Per i bambini in età scolastica, tuttavia, i problemi non si esauriscono al suono della campanella di mezzogiorno. A meno di non avere un contratto part time, controbilanciato però dalla rinuncia a uno stipendio decoroso, resta oggetto di preoccupazione l’accudimento pomeridiano dei figli. Babysitter e doposcuola restano valide alternative, per quanto minate nel primo caso da un criterio di accessibilità economica e, nel secondo, dalla sporadica diffusione di iniziative affini, specie nelle aree interne o meno urbanizzate del Paese. 

Fra pubblico e privato

La mancanza di strumenti di conciliazione vita-lavoro induce a riflettere sulle modalità del lavoro che cambiano, con lo smart working al primo posto, sulla flessibilità degli orari nei luoghi di lavoro e, più in generale, sui programmi di welfare adottati dalle aziende italiane in tema di natalità. «Da questo punto di vista, l’analisi che stiamo svolgendo sul welfare aziendale riguarda sia le buone pratiche realizzate da alcune imprese italiane, sia la comparazione delle esperienze messe in atto da grandi aziende in altri Paesi europei , oltre a una panoramica aggiornata delle normative italiane a livello nazionale e territoriale», sottolinea ancora Parente. La ricerca nata da “Per una primavera demografica” verrà presentata alla fine del 2023. L’eventuale evoluzione legislativa in materia dipenderà dalla capacità di ricezione e ascolto dei policy maker

I nonni in pensione? La risorsa preziosa del welfare familiare. Una presenza che ha ancora un grande impatto sulla natalità.

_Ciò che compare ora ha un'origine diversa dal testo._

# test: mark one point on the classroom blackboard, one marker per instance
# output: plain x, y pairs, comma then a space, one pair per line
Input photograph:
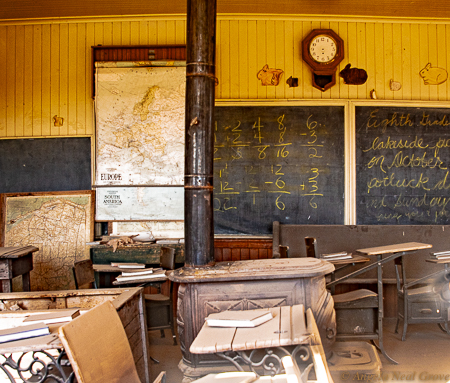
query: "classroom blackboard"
277, 163
45, 164
402, 165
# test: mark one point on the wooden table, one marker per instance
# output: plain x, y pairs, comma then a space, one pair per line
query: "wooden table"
343, 264
288, 327
383, 255
15, 261
142, 281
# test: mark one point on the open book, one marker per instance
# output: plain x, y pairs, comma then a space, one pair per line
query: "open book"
58, 316
336, 256
244, 318
23, 332
441, 255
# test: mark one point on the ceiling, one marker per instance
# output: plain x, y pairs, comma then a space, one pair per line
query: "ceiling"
29, 9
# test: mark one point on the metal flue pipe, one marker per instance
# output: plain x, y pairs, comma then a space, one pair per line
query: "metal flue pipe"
200, 95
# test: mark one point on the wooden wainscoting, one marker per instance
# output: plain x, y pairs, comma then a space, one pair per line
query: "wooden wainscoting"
237, 249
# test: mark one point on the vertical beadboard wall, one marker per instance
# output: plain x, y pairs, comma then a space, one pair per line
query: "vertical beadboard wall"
45, 65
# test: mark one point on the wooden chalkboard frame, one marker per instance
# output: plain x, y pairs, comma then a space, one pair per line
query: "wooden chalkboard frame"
385, 208
245, 227
45, 164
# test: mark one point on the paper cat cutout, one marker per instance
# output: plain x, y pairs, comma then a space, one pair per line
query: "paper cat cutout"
353, 76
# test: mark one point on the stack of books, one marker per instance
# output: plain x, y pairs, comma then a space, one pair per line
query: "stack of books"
141, 274
441, 255
336, 256
128, 265
24, 332
52, 317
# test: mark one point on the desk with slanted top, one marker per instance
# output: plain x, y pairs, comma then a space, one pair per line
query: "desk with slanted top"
15, 261
390, 253
288, 327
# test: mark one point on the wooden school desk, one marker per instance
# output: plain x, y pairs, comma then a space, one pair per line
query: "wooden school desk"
383, 255
15, 261
288, 327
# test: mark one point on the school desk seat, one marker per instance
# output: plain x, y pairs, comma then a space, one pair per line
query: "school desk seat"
99, 353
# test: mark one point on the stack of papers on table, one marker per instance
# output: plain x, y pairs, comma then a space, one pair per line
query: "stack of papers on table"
137, 275
24, 332
244, 318
58, 316
441, 255
336, 256
128, 265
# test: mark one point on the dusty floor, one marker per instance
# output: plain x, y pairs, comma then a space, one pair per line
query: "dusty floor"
423, 357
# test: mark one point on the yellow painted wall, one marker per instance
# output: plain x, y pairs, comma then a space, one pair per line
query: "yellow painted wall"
45, 65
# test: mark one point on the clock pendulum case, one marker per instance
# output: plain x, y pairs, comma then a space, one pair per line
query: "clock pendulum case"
323, 50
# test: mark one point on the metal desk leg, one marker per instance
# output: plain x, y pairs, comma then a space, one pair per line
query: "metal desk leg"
26, 282
381, 310
7, 285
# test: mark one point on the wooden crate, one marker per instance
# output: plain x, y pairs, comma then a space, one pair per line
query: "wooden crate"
129, 303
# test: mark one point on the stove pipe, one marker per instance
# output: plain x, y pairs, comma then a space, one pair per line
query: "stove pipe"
199, 140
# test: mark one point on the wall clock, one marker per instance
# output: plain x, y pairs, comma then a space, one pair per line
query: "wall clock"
323, 50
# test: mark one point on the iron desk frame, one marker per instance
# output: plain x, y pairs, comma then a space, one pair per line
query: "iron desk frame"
391, 252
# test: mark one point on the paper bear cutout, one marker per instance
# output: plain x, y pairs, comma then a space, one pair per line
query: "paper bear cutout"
433, 75
269, 76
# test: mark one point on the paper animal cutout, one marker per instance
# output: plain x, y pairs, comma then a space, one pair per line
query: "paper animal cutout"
353, 76
394, 85
269, 76
292, 82
433, 75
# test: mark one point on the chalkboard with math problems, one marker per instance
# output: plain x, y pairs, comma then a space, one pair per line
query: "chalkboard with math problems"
402, 165
277, 163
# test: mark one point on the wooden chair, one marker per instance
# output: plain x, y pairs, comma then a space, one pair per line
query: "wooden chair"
98, 348
84, 275
159, 307
420, 301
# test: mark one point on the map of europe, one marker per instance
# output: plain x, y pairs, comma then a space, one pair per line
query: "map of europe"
140, 126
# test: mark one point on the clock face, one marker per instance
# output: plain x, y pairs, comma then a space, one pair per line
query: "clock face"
323, 49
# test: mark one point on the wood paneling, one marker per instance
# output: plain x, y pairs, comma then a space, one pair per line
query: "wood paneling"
227, 250
18, 9
45, 64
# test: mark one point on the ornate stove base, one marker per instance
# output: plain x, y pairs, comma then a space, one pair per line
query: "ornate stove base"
39, 366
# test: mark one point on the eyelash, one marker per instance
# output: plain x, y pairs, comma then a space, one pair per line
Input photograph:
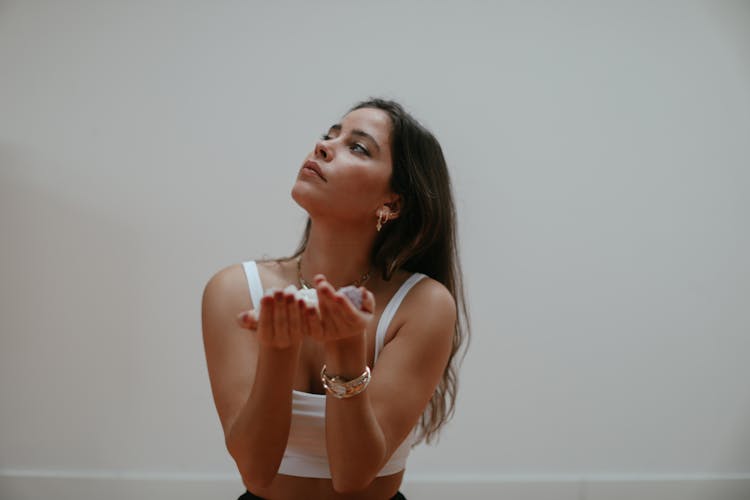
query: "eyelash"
363, 149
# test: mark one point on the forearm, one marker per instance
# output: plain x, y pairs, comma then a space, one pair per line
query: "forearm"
355, 441
258, 436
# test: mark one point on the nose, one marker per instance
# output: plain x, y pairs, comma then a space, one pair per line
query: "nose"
323, 150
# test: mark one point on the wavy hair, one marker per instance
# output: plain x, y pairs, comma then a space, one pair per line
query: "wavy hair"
422, 239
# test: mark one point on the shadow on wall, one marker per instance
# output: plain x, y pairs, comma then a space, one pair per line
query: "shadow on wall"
67, 356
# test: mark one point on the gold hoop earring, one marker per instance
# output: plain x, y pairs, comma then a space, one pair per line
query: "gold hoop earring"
381, 220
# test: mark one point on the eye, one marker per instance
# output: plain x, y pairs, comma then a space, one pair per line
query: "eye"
360, 148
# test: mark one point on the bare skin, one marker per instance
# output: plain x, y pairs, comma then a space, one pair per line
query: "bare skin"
254, 366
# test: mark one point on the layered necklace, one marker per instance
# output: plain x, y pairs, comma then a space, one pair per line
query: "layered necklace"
307, 286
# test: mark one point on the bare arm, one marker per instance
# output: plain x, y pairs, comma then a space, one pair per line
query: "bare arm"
251, 373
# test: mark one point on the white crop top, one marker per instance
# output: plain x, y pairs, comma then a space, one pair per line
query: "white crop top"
306, 454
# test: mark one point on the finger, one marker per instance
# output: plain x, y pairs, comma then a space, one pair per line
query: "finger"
368, 300
313, 322
280, 325
301, 318
292, 314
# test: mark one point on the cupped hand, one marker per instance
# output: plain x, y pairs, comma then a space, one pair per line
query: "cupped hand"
282, 322
339, 318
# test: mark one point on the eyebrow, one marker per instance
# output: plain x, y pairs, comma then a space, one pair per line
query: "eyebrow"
361, 133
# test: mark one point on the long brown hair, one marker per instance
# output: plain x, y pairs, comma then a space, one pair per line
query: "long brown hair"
422, 239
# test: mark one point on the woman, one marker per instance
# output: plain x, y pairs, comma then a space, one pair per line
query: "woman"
325, 400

Nel frattempo, per tante coppie sono ancora i nonni a rappresentare un appoggio sicuro: a metterlo nero su bianco è una ricerca di Bankitalia, che evidenzia come i genitori di mamma e papà sopperiscano in modo ancora determinante alle lacune del welfare italiano. In tal senso, al graduale rialzo dell’età pensionabile – promosso per ovvie ragioni di sostenibilità finanziaria – fa da contraltare un decremento del tasso di fertilità. Tutt’altro che un dettaglio, in un’Italia in cui anche il grado di copertura offerto dalle scuole è un problema: se il tempo pieno elementare arriva a intercettare il 42 per cento degli alunni, la percentuale scende al 13 per la scuola media. 

L’assegno unico universale, spunto virtuoso da perfezionare

Un provvedimento, però, potrebbe migliorare la situazione: l’assegno unico universale. Erogato per ogni figlio a carico fino ai ventuno anni di età, senza limiti per i figli disabili e in una proporzione commisurata all’Isee, il contributo è perfettibile ma convince.

«L’estensione ai figli dei lavoratori autonomi, dei disoccupati e dei liberi professionisti ha reso strutturale una misura che ci avvicina ai modelli francese e tedesco» constata Bordignon. Che non si sottrae a proposte di miglioramento: «Occorre rompere con il modello di calcolo su base Isee. Non essendo l’assegno unico universale una misura di lotta alla povertà, ma di sostegno alla natalità, il differenziale nella cifra ricevuta tra chi guadagna di più e chi di meno necessita di correttivi. Come già suggeriscono molti economisti e demografi, poi, sarebbe opportuno lavorare a una premialità ulteriore per il secondo figlio, che per tanti genitori rappresenta uno scoglio inarrivabile». Un primo passo per la New Frontier demografica che occorre all’Italia.